Gáspár Nagy was a Catholic poet and a well-known figure of the opposition in the 1980s. He was one of the first people to allude repeatedly and unmistakably to the 1956 Revolution in his poems. Several of his works were banned. He played a prominent role at the reburial of Imre Nagy in 1989.
Gáspár Nagy was born in a small village to a poor peasant family which was well-known for its firm religiosity and its loyalty to the Roman Catholic Church, even in the 1950s. He finished elementary school in Bérbaltavár and was admitted to the Benedictine Grammar School in Pannonhalma. Before he could start his studies in Librarianship and Community Education at the College of Szombathely in 1968, he had to work as an unskilled worker for one year. He began to publish poems in the journal of the college, from which he graduated in 1971. At around that time, he was targeted by the political police, which kept him under observation until 1989. Nagy began his career as librarian in Budapest. He later worked as an editor at Móra Publishing House. In 1981, he was elected to serve as the secretary of the Writer’s Union. He was forced to resign in 1985 as a consequence of a poem he published urging the reburial of his namesake, former Communist leader Imre Nagy, who was executed after the 1956 Revolution and buried in an anonymous grave. In 1985, he was made secretary of the Bethlen Gábor Foundation, and from 1988 to 2004 he served as editor of the journal Hitel (“Credit”). In June 1989, he was invited to recite his poems at the reburial of Imre Nagy. He headed the cultural section of the Hungarian Catholic Radio from 2004 until his death in 2007.

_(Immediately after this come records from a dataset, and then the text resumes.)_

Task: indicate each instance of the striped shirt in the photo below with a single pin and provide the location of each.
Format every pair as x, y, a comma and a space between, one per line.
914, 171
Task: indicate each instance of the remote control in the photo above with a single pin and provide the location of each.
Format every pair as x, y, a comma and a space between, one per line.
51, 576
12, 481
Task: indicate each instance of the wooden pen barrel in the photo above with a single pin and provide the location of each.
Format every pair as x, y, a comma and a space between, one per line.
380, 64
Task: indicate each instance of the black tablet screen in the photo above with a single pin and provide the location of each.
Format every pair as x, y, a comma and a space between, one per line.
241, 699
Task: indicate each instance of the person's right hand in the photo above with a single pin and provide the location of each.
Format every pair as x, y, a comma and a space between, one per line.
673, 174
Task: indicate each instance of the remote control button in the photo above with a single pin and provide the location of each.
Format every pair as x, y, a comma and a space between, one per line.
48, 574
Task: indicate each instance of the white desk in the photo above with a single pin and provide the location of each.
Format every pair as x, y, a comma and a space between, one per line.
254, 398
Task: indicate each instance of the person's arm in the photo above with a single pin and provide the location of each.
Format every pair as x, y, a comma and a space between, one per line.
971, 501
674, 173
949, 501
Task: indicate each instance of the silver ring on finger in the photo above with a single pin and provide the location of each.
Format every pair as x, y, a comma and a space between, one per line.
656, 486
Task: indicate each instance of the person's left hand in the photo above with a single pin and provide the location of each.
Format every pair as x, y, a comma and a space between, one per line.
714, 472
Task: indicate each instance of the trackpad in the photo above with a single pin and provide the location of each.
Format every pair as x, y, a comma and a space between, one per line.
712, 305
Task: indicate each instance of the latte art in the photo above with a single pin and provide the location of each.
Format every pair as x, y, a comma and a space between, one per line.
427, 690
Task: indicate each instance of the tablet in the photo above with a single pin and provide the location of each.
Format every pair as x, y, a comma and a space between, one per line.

As Gáspár Nagy noted in an interview, he found the 1980s a very hard time in political terms. Several of his works were censored and banned, and journals he published in were terminated, all this in a period in which he was artistically the most productive. Nevertheless, he was convinced that he was right in his beliefs. He felt that he was morally incorruptible, and this gave him strength. Reader responses also encouraged him to continue working along the same lines. The actor Imre Sinkovits once told him that he was extremely brave. He responded by saying: “I was not brave. I was just feared being afraid.”